De overleden kardinaal was bovendien nog lid van de H. Congregaties der Propaganda, van den Index, van de Aflaten en Reliquieën, en der Studiën.
M r. Haynald was echter niet enkel een ijverig prelaat en schrander staatsman, hij had ook voor kunsten en wetenschappen een open oog en hand: hij liet de zaal der Hongaarsche Academie, waarvan hij lid was, met fresco's van de hand der eerste meesters versieren; te Kalocsa liet hij een sterrenwacht bo[u]wen, en als vertrouwd vriend van Liszt riep hij met dezen de Hongaarsche muziekacademie in het leven.
Nog was kardinaal Haynald een groot kenner en bevorderaar der plantkunde - hij schreef o.a. een zeer geroemde verhandeling over de Bijbelsche harssoorten - was indertijd voorzitter van het internationaal botanisch congres te Florence, legde groote sommen ten koste ter completeering van zijn merkwaardig herbarium, dat als een der kostbaarste der geheele wereld beschouwd werd en dat hij aan zijn beminde Hongaarsche Academie vermaakte.

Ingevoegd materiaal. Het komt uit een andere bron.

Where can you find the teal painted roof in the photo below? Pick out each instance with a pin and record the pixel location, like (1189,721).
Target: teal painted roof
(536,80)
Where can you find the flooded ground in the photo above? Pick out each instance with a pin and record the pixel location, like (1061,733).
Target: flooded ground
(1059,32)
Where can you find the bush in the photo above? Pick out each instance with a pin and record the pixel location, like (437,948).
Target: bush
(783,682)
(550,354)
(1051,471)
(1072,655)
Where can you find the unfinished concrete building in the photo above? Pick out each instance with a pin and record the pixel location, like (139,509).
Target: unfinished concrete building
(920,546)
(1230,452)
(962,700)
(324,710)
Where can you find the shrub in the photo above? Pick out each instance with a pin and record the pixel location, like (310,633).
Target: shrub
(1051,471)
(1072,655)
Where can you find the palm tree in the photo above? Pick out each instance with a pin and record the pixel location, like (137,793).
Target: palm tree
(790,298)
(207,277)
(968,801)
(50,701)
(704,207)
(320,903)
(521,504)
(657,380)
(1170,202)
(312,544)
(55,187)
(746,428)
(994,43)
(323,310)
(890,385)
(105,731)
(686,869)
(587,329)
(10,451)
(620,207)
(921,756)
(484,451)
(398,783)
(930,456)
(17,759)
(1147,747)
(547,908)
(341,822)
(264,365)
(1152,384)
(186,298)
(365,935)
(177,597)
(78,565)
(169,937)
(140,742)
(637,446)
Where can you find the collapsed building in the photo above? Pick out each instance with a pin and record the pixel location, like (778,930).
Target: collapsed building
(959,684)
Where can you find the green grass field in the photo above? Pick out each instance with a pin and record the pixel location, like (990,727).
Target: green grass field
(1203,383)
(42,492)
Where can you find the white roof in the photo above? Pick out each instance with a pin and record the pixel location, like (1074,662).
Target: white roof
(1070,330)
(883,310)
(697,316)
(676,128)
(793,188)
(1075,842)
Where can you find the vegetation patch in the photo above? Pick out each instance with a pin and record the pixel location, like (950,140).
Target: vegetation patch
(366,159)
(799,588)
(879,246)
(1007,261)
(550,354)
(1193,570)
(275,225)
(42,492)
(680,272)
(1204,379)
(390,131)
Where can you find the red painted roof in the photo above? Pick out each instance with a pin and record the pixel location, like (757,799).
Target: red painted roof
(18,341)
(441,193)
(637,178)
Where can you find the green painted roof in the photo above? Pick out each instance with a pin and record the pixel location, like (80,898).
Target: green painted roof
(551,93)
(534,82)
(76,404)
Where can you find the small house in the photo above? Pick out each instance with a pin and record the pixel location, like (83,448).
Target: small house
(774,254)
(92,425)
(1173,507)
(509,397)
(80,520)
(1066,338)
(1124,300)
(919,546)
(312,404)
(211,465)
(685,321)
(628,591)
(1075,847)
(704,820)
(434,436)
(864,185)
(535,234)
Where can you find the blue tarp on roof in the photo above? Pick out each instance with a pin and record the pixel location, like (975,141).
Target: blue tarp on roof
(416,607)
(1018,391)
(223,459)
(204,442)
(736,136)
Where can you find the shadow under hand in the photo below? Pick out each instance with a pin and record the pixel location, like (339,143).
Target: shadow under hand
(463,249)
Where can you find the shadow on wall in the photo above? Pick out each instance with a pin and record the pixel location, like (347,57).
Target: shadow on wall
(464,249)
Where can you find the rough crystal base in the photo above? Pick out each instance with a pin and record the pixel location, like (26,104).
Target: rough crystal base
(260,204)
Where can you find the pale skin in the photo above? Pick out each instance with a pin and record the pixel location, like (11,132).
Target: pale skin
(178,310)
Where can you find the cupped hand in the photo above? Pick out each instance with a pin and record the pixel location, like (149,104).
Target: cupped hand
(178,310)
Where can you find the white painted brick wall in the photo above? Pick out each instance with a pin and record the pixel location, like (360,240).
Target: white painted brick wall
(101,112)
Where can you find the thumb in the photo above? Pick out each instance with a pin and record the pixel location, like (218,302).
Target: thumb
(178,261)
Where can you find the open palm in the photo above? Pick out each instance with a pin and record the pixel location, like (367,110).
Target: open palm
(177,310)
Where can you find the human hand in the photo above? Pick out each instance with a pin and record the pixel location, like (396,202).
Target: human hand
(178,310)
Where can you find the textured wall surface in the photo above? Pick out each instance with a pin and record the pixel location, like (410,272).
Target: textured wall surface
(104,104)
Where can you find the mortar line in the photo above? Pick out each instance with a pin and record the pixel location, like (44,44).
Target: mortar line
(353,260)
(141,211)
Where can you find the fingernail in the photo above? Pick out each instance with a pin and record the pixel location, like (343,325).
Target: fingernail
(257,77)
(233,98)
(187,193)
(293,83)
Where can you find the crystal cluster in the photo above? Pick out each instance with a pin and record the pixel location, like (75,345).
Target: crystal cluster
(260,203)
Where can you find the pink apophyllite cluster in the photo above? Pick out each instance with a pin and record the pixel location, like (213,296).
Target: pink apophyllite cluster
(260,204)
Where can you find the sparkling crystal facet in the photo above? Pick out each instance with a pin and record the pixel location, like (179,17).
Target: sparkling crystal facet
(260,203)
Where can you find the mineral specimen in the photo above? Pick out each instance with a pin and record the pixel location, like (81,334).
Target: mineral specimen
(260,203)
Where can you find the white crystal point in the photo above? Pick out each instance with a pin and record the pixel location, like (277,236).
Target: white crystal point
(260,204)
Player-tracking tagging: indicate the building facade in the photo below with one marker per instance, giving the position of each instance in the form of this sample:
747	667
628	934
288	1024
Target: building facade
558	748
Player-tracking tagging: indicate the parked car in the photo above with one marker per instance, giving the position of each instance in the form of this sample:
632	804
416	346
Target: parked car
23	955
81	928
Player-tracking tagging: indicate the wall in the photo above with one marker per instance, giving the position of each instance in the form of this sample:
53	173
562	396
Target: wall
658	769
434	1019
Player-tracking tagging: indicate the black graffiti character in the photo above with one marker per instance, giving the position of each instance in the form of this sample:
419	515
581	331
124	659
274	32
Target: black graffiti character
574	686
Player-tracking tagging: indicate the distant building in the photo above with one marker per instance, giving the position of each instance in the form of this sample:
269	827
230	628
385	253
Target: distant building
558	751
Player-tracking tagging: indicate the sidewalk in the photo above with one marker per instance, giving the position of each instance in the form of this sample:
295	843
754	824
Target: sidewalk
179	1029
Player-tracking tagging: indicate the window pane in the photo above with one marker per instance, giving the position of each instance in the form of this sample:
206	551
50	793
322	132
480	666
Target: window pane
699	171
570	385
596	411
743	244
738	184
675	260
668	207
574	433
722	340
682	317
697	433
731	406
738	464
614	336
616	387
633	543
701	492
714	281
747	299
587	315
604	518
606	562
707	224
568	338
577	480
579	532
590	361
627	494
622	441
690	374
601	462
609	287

Ziehier in vluchtige en grove omtrekken het beeld van den man, die groot was als kerkvoogd, als staatsman en geleerde, die, had God hem een langer leven vergund, hoogst waarschijnlijk den door het overlijden van Mgr. Simor open gekomen zetel van primaat van Hongarije zou bestegen hebben, en wiens naam in zijn dankbaar vaderland niet dan met liefde en eerbied genoemd wordt.